Mixed-Effects Models and Small Area Estimation
Author | : Shonosuke Sugasawa |
Publisher | : Springer Nature |
Total Pages | : 127 |
Release | : 2023-02-02 |
ISBN-10 | : 9789811994869 |
ISBN-13 | : 9811994862 |
Rating | : 4/5 (862 Downloads) |
Download or read book Mixed-Effects Models and Small Area Estimation written by Shonosuke Sugasawa and published by Springer Nature. This book was released on 2023-02-02 with total page 127 pages. Available in PDF, EPUB and Kindle. Book excerpt: This book provides a self-contained introduction of mixed-effects models and small area estimation techniques. In particular, it focuses on both introducing classical theory and reviewing the latest methods. First, basic issues of mixed-effects models, such as parameter estimation, random effects prediction, variable selection, and asymptotic theory, are introduced. Standard mixed-effects models used in small area estimation, known as the Fay-Herriot model and the nested error regression model, are then introduced.
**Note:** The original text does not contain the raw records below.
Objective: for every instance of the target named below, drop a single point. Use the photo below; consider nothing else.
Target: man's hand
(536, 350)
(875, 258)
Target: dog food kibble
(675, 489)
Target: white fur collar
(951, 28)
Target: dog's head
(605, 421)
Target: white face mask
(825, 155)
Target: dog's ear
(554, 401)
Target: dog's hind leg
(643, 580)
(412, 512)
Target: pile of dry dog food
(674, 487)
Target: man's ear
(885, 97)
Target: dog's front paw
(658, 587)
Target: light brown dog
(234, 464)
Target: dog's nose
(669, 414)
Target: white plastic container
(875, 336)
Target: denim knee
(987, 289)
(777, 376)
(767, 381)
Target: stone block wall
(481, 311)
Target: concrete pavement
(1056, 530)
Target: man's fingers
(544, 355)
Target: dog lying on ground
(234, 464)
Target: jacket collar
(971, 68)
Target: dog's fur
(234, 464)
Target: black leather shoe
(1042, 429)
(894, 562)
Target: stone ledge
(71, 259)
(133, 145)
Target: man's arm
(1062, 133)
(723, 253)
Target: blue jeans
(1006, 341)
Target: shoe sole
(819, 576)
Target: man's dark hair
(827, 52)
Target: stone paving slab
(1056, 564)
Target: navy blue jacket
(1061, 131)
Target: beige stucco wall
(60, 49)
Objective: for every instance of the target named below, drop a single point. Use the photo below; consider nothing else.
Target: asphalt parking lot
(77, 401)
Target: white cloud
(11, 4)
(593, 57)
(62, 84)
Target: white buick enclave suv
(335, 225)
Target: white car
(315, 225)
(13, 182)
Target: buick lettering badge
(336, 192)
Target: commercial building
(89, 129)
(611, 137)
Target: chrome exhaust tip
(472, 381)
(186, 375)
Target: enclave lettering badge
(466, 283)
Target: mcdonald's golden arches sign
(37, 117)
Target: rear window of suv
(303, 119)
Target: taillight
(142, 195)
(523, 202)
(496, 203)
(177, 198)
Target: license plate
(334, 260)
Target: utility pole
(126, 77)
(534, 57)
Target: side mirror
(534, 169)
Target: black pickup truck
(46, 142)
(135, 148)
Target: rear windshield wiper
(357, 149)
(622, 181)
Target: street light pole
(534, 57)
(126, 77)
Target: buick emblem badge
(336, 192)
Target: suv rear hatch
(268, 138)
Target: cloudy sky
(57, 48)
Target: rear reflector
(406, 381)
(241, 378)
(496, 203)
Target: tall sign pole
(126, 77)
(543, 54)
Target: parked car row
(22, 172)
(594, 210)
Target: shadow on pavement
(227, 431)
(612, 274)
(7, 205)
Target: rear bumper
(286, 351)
Both frequentist and Bayesian approaches are given to compute predictors of small area parameters of interest. For measuring uncertainty of the predictors, several methods to calculate mean squared errors and confidence intervals are discussed. Various advanced approaches using mixed-effects models are introduced, from frequentist to Bayesian approaches. This book is helpful for researchers and graduate students in fields requiring data analysis skills as well as in mathematical statistics.